Pendant ces trois semaines, chaque hausse s’est lue à l’aune d’un repère, le coût de débarquement de l’essence importée. Le 21 août, Petroleumprice.ng calculait, cité par The Sun, que le litre Dangote à 1 185 nairas restait 33 nairas moins cher que l’essence venue de l’étranger. Le 8 septembre, la Major Energy Marketers Association of Nigeria (MEMAN) publiait un coût de débarquement de 1 311,36 nairas le litre, 46 nairas au-dessus du tarif Dangote d’alors, selon Chronicle NG. The Sun retient le même repère.
À 1 350 nairas, le rapport s’inverse sur ce dernier chiffre connu : le litre de la raffinerie coûte 39 nairas de plus que le coût d’importation mesuré par MEMAN quatre jours plus tôt, écart que The Sun relève dans son édition du 12 septembre. Le repère lui-même n’est pas figé. Il suit le brut, et le Brent cotait au-dessus de 100 dollars le baril le 11 septembre, selon le même journal. Le prochain relevé de MEMAN dira si l’écart tient.
La raffinerie a déjà donné sa lecture du marché. Le 29 août, pour justifier la hausse de 65 nairas, elle mettait en avant la concurrence des importations, qui ont fourni selon elle environ 43 % de l’essence livrée au Nigeria en juillet, et le coût de stocker un produit dont elle ne pouvait prévoir l’écoulement, a rapporté Legit.ng. Les autres dépôts côtiers vendaient l’essence entre 1 265,50 et 1 285 nairas, d’après Vanguard du 13 septembre. Trois jours plus tôt, le jeudi 10 septembre, plusieurs dépôts de Coconut, Satellite Town et Dockyard avaient suspendu leurs ventes en attendant de connaître le prix de leur prochain approvisionnement, selon Legit.ng.
Lundi 14 septembre, l’introduction en bourse de Dangote Petroleum Refinery ouvre sur la Nigerian Exchange, à 525 nairas l’action pour 4,1 milliards de titres. Au moment où Blueprint bouclait son article sur la hausse du 12 septembre, les responsables de la raffinerie n’avaient donné aucune explication supplémentaire.

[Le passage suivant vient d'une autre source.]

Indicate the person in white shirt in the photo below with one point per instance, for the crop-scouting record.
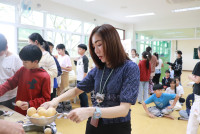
(66, 66)
(158, 68)
(47, 62)
(9, 65)
(82, 69)
(134, 58)
(173, 90)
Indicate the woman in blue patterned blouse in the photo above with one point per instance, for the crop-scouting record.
(115, 81)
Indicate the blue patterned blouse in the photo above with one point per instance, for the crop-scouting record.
(122, 86)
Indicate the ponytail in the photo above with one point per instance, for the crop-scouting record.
(147, 56)
(41, 41)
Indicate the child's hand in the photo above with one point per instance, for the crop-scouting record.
(151, 115)
(170, 107)
(24, 105)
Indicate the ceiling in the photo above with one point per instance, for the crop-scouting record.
(118, 9)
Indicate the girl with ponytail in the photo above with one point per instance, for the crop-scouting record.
(145, 71)
(66, 66)
(47, 61)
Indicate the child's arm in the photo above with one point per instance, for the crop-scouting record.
(10, 84)
(174, 103)
(147, 111)
(46, 94)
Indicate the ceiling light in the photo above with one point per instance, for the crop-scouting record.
(139, 15)
(88, 0)
(186, 9)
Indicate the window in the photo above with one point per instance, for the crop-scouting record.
(9, 32)
(121, 33)
(23, 34)
(73, 25)
(75, 41)
(33, 18)
(7, 13)
(88, 27)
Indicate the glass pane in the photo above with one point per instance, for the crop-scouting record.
(88, 27)
(9, 32)
(7, 13)
(75, 41)
(121, 33)
(55, 22)
(32, 18)
(23, 34)
(73, 25)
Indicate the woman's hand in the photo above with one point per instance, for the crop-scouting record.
(151, 115)
(7, 127)
(80, 114)
(54, 103)
(24, 105)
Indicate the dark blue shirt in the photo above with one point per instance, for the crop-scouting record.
(122, 86)
(189, 102)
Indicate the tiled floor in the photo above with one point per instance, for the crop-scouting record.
(141, 123)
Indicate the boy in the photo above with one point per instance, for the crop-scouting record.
(177, 65)
(166, 80)
(185, 113)
(9, 64)
(33, 82)
(82, 69)
(161, 101)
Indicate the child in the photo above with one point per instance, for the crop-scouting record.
(193, 122)
(179, 90)
(33, 82)
(166, 80)
(55, 86)
(177, 65)
(66, 66)
(145, 68)
(185, 113)
(134, 58)
(173, 90)
(9, 64)
(82, 69)
(161, 101)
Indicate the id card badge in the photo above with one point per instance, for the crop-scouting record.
(94, 122)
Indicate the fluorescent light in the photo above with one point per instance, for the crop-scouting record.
(139, 15)
(186, 9)
(88, 0)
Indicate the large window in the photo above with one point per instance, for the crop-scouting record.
(9, 32)
(53, 28)
(33, 18)
(7, 13)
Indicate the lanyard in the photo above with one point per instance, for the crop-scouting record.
(101, 90)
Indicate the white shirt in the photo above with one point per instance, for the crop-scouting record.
(48, 63)
(8, 67)
(136, 60)
(179, 90)
(64, 61)
(160, 64)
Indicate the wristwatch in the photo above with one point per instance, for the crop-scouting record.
(97, 113)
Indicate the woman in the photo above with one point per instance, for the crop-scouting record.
(156, 78)
(145, 68)
(47, 62)
(194, 118)
(66, 66)
(115, 80)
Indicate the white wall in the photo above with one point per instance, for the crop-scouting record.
(187, 48)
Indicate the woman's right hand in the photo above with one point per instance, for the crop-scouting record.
(151, 115)
(54, 103)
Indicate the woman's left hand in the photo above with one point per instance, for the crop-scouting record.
(80, 114)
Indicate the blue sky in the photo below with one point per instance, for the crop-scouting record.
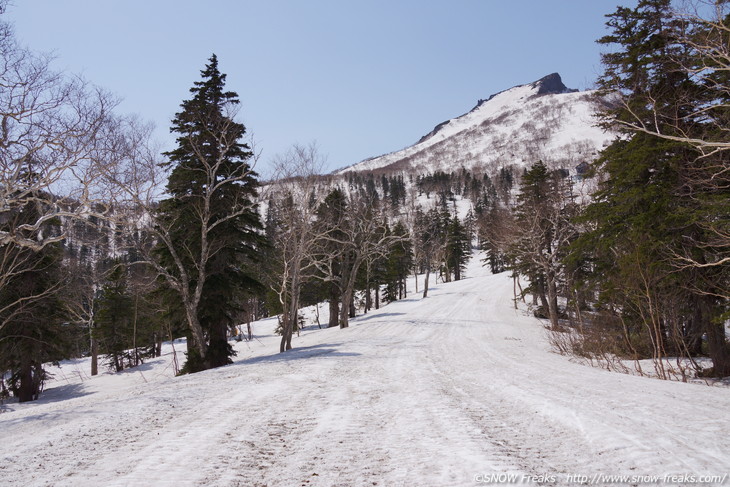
(360, 78)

Hors de Lagos, le prix de l’essence au Nigeria se lit encore en anticipations, pas en relevés. Les professionnels interrogés par Vanguard attendent entre 1 400 et 1 500 nairas le litre à Abuja, et entre 1 450 et 1 600 à Kano, Kaduna et Jos. Olatide Jeremiah, directeur général de Petroleumprice.ng, estime que la pompe pourrait atteindre 1 500 nairas dans les grandes villes si la tension sur le brut dure. Le gasoil suit : entre 1 790 et 2 100 nairas le litre sortie dépôt à Lagos, et jusqu’à 2 400 nairas attendus dans l’intérieur du pays, selon le même journal.
Lawal Kamaldeen cite le transport, la distribution, l’agriculture et les petites entreprises parmi les activités que la hausse va atteindre. Victoria Ibezim-Ohaeri, directrice exécutive de l’organisation Spaces for Change, prévient dans Vanguard que des hausses répétées pourraient accentuer la pression sur les ménages et les entreprises. Le dernier indice du National Bureau of Statistics, celui de juillet 2026, plaçait l’inflation à 15,43 % sur un an, et l’inflation alimentaire à 20,31 %.
Deux chiffres diront la suite. Le prochain coût de débarquement publié par MEMAN, qui établira si le litre Dangote reste plus cher que l’essence importée. Et l’indice des prix de septembre du NBS, le premier à contenir la hausse du 12.